Howard’s“Rush”deserves the hype

Great achievers throughout history are driven by a variety of factors. Some are motivated by money, some by fantasies of attaining power, while others simply want to prove wrong every person who ever doubted or slighted them in the past. From a filmmaker’s perspective though, the most interesting biographies to dramatize are inevitably those of people motivated primarily by rivalry. Ron Howard’s “Rush” examines the struggle for racing supremacy between two talented Formula One drivers in the mid-1970s: Irresponsible British playboy James Hunt (portrayed by Chris Hemsworth) and uptight Austrian perfectionist Niki Lauda (Daniel Brühl).

Some of the early buzz about the film had been in the form of juvenile snickering over the fact that the man who once played “Opie” was now going to direct his first sex scene, but the sex and drugs aspect of James Hunt’s life is mostly a secondary part of the film. The primary focus is on the rivalry between two great drivers and on the culture of the racing world itself, and Hunt’s hedonism and arrogance seem to show that his rivalry with Lauda is almost as much of a clashing of personalities and life philosophies as it is a professional battle for the title of Champion. According to Lauda’s autobiography, the two men were relatively close friends in real life, but screenwriter Peter Morgan seems justified in using a bit of dramatic license to play up the tension between the two at a time when they were in direct competition for racing’s greatest prize.

It’s a bit hard to call anything that happens in the movie a “spoiler” when a film is about real people and real events. I saw the film without having any idea about what would happen next, but anybody who has more than a passing familiarity with F1 history will already know what fate befalls the drivers in the 1976 F1 season, in terms of victories as well as defeats and, most notably, car crashes. Over and over again, the film drives home the notion that any time a F1 driver gets into his car, he runs a 20 percent chance of dying. According to a recent bit of analysis commissioned by the BBC, this precise figure is a bit of an exaggeration, but it’s certainly no exaggeration to say that the sport is a very dangerous one overall. This is proven by the formidable list of crashes and fatalities during the era in which the film is set (though fortunately, no F1 driver has been involved in a fatal accident since 1994). Needless to say, terrible accidents do occur to various drivers over the course of the film, and depictions of both the injuries and hospital treatment for them can be difficult to watch; a scene where a character’s lungs are vacuumed out while he is still conscious is particularly brutal. The scenes on the track are also nail-biting to watch, especially when the races are occurring in inclement weather. One can’t help but get the sense that it takes a sort of madness to throw oneself so willingly into such a dangerous sport, but the danger does make Hunt’s libertine lifestyle off the track understandable, if not quite acceptable.

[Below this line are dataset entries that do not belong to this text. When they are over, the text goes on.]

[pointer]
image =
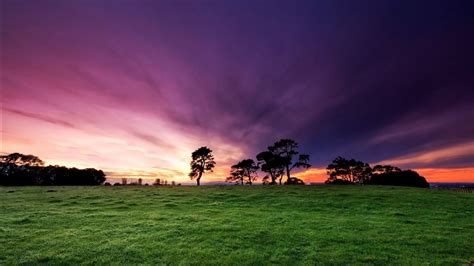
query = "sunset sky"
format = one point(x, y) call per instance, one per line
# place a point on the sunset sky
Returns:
point(133, 87)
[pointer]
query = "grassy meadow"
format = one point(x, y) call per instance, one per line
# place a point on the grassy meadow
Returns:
point(235, 225)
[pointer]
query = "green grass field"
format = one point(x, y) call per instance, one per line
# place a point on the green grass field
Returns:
point(235, 225)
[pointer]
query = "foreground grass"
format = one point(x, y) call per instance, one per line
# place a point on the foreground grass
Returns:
point(235, 225)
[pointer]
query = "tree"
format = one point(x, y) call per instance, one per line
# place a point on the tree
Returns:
point(273, 165)
point(399, 178)
point(288, 149)
point(21, 159)
point(202, 161)
point(383, 169)
point(348, 170)
point(245, 170)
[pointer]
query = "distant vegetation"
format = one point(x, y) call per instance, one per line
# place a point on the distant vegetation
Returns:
point(283, 156)
point(17, 169)
point(344, 171)
point(277, 163)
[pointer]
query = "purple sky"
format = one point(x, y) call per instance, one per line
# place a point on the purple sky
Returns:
point(133, 87)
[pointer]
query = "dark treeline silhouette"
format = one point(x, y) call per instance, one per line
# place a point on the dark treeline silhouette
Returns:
point(25, 170)
point(202, 161)
point(343, 171)
point(276, 162)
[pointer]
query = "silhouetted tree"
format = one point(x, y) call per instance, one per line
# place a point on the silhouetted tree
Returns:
point(202, 161)
point(273, 165)
point(399, 178)
point(17, 169)
point(294, 181)
point(288, 150)
point(349, 170)
point(383, 169)
point(243, 171)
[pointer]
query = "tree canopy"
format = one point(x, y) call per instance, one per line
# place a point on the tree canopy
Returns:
point(287, 149)
point(244, 171)
point(350, 170)
point(25, 170)
point(202, 161)
point(343, 171)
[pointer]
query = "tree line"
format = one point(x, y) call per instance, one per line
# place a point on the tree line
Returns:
point(18, 169)
point(283, 156)
point(277, 163)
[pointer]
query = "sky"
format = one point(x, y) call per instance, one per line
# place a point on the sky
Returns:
point(133, 87)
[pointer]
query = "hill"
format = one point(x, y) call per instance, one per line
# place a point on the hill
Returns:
point(235, 225)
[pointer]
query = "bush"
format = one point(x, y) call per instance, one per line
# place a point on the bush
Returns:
point(407, 178)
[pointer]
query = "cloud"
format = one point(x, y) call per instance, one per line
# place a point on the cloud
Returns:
point(43, 118)
point(434, 156)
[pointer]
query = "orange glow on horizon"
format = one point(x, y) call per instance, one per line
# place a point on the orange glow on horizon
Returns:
point(318, 175)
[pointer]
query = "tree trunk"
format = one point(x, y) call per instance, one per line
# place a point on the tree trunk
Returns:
point(198, 180)
point(288, 173)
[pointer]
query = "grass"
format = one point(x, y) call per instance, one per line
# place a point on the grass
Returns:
point(235, 225)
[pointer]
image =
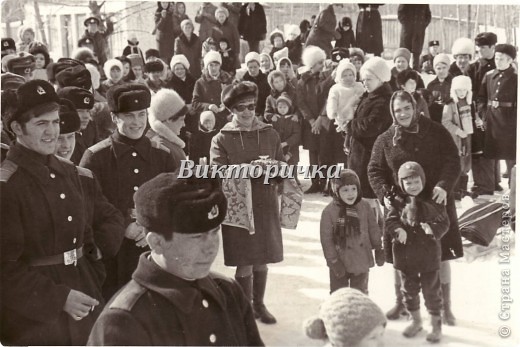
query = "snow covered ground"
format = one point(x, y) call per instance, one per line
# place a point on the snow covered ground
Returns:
point(298, 285)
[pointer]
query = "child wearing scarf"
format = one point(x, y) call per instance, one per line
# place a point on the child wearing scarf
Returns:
point(457, 118)
point(348, 233)
point(416, 226)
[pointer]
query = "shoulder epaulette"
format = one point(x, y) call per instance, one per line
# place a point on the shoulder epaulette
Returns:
point(156, 144)
point(128, 297)
point(84, 172)
point(100, 145)
point(7, 169)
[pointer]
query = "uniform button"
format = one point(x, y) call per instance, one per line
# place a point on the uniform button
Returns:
point(212, 338)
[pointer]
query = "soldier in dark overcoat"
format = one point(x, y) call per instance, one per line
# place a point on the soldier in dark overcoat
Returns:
point(173, 298)
point(51, 274)
point(122, 163)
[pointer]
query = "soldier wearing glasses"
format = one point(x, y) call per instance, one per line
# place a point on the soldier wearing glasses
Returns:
point(122, 163)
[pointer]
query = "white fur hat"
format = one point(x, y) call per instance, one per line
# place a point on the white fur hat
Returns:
point(252, 56)
point(377, 66)
point(180, 59)
point(283, 53)
point(212, 57)
point(110, 63)
point(441, 58)
point(461, 82)
point(343, 65)
point(463, 45)
point(311, 55)
point(166, 103)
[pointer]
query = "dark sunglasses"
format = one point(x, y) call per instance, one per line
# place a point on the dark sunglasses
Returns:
point(242, 108)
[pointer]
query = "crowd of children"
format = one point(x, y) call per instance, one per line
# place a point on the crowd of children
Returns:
point(310, 96)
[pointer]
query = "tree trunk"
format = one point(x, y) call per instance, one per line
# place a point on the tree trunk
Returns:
point(40, 22)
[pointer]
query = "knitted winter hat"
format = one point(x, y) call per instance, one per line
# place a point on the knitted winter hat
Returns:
point(284, 97)
point(441, 58)
point(179, 59)
point(376, 66)
point(344, 65)
point(109, 64)
point(69, 117)
point(276, 33)
point(402, 52)
point(347, 177)
point(461, 82)
point(283, 53)
point(274, 74)
point(410, 169)
point(463, 45)
point(223, 10)
point(345, 318)
point(252, 56)
point(312, 55)
point(167, 204)
point(82, 99)
point(212, 57)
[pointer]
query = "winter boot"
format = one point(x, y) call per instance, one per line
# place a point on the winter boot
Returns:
point(259, 309)
point(447, 316)
point(399, 309)
point(416, 325)
point(435, 335)
point(246, 283)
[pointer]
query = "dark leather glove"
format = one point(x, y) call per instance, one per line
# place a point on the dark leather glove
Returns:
point(338, 268)
point(380, 256)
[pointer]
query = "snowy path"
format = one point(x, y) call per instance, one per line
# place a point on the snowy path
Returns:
point(298, 285)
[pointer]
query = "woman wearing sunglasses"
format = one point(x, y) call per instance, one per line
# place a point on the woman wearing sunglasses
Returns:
point(242, 140)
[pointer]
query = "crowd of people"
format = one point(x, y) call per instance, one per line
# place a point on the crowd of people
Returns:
point(101, 242)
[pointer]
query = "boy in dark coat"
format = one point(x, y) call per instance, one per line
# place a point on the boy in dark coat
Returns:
point(173, 298)
point(416, 225)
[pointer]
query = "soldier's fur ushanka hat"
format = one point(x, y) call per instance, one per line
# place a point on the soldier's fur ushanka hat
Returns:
point(128, 97)
point(167, 204)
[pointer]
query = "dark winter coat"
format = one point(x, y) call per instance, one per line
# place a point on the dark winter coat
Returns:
point(157, 308)
point(371, 118)
point(164, 33)
point(121, 168)
point(254, 26)
point(500, 120)
point(441, 96)
point(99, 40)
point(183, 88)
point(43, 206)
point(369, 31)
point(311, 102)
point(206, 18)
point(263, 90)
point(235, 146)
point(433, 148)
point(192, 49)
point(323, 30)
point(421, 252)
point(229, 32)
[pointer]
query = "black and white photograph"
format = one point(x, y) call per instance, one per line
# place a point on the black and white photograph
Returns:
point(258, 174)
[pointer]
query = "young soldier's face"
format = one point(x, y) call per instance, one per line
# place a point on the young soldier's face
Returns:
point(131, 124)
point(412, 185)
point(39, 134)
point(66, 144)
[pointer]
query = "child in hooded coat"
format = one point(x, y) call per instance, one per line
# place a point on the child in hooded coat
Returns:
point(348, 233)
point(416, 226)
point(344, 95)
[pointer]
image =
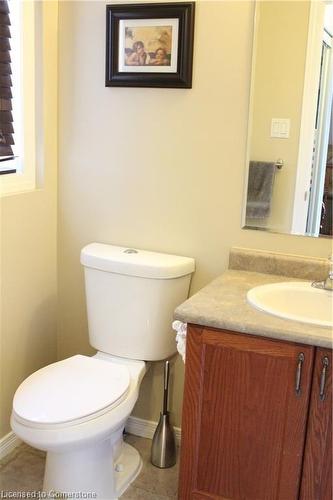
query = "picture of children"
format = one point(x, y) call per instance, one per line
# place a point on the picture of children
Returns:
point(160, 58)
point(147, 46)
point(138, 56)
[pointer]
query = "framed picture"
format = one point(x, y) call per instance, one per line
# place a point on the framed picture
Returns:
point(149, 45)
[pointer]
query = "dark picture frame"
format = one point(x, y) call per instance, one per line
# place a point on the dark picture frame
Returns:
point(149, 45)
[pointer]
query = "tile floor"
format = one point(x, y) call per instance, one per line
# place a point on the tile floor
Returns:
point(22, 470)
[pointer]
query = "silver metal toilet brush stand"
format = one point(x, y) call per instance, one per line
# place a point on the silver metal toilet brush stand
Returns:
point(163, 450)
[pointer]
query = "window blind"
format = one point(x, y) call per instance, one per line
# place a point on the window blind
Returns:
point(6, 117)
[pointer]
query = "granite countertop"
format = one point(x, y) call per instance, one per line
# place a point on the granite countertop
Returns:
point(222, 304)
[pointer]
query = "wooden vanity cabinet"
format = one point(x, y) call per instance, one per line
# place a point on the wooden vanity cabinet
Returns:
point(251, 414)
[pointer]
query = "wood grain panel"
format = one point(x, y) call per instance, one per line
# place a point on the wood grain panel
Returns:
point(247, 437)
point(317, 469)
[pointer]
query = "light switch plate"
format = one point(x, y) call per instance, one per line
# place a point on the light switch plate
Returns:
point(280, 127)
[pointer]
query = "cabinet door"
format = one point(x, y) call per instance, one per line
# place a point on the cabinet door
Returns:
point(317, 469)
point(244, 416)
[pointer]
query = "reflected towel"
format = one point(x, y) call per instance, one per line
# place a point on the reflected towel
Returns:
point(260, 188)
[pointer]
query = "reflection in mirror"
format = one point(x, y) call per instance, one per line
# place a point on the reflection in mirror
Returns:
point(289, 155)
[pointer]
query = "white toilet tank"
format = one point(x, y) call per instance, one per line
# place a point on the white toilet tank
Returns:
point(131, 295)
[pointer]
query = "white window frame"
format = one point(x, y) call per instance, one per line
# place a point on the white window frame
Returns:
point(23, 55)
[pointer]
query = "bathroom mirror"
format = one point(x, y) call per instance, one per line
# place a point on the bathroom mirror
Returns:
point(288, 186)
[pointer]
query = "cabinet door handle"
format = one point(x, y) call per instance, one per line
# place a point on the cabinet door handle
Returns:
point(323, 378)
point(299, 373)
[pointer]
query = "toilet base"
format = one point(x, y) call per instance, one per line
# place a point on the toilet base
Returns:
point(104, 471)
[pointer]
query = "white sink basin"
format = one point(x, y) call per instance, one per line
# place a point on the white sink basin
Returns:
point(296, 301)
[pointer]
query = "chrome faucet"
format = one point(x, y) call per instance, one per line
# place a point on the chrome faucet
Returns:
point(326, 284)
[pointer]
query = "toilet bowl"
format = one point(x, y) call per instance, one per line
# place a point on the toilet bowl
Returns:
point(81, 425)
point(76, 409)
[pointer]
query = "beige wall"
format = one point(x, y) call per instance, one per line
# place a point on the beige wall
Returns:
point(28, 253)
point(281, 43)
point(160, 169)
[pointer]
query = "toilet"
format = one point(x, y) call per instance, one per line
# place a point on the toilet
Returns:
point(76, 409)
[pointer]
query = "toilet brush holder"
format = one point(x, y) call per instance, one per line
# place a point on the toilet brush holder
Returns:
point(163, 450)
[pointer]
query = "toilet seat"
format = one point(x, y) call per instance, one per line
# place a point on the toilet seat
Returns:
point(71, 391)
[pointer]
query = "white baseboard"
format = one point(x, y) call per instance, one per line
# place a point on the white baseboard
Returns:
point(146, 428)
point(8, 443)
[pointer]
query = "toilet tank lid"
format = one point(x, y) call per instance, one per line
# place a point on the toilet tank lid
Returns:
point(135, 262)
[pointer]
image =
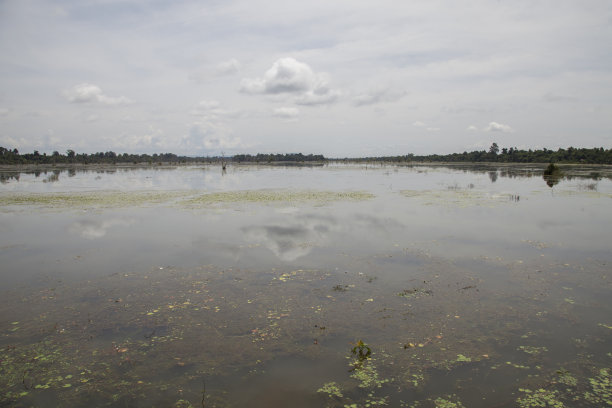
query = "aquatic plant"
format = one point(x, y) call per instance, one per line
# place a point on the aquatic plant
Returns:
point(368, 377)
point(361, 350)
point(539, 398)
point(601, 388)
point(448, 402)
point(534, 351)
point(331, 389)
point(552, 175)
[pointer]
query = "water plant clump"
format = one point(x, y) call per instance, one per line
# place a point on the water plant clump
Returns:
point(332, 389)
point(276, 196)
point(601, 388)
point(539, 398)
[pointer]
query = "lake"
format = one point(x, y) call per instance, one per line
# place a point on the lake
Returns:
point(340, 285)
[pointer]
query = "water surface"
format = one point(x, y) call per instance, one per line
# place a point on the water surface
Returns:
point(260, 286)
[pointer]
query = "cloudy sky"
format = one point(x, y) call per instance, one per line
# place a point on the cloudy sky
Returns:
point(340, 78)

From a technical standpoint, it’s a very well-made and well-acted film. It perhaps unavoidably lapses into some of the standard clichés of sports films and depictions of rivalries, but is generally good enough to stand as a decent film on its own merits without feeling too derivative. Hemsworth and Brühl deserve particular praise as the two leads, as they more or less carry the film by themselves. All the other characters in the film feature in very minor roles by comparison.

Perhaps most surprising is how much both actors physically resemble the real people they portray— when the real Hunt and Lauda are seen in snippets of archival footage at the movie’s end, they are instantly and eerily recognizable. Morgan’s script is occasionally a bit too predictable for my taste, but he does an effective job of compressing a lot of action and personalities into what can fit into the length of a film. Similarly, Ron Howard senses when to focus more on the racing and when to pull back and see more of the men who drive the cars, as well as the people in their lives, from team members to financial backers to long-suffering wives and girlfriends.

It’s an intense, attention grabbing film that goes beyond explanations of fame, fortune or pure adrenaline to look at why people put themselves in such danger for the sake of sport.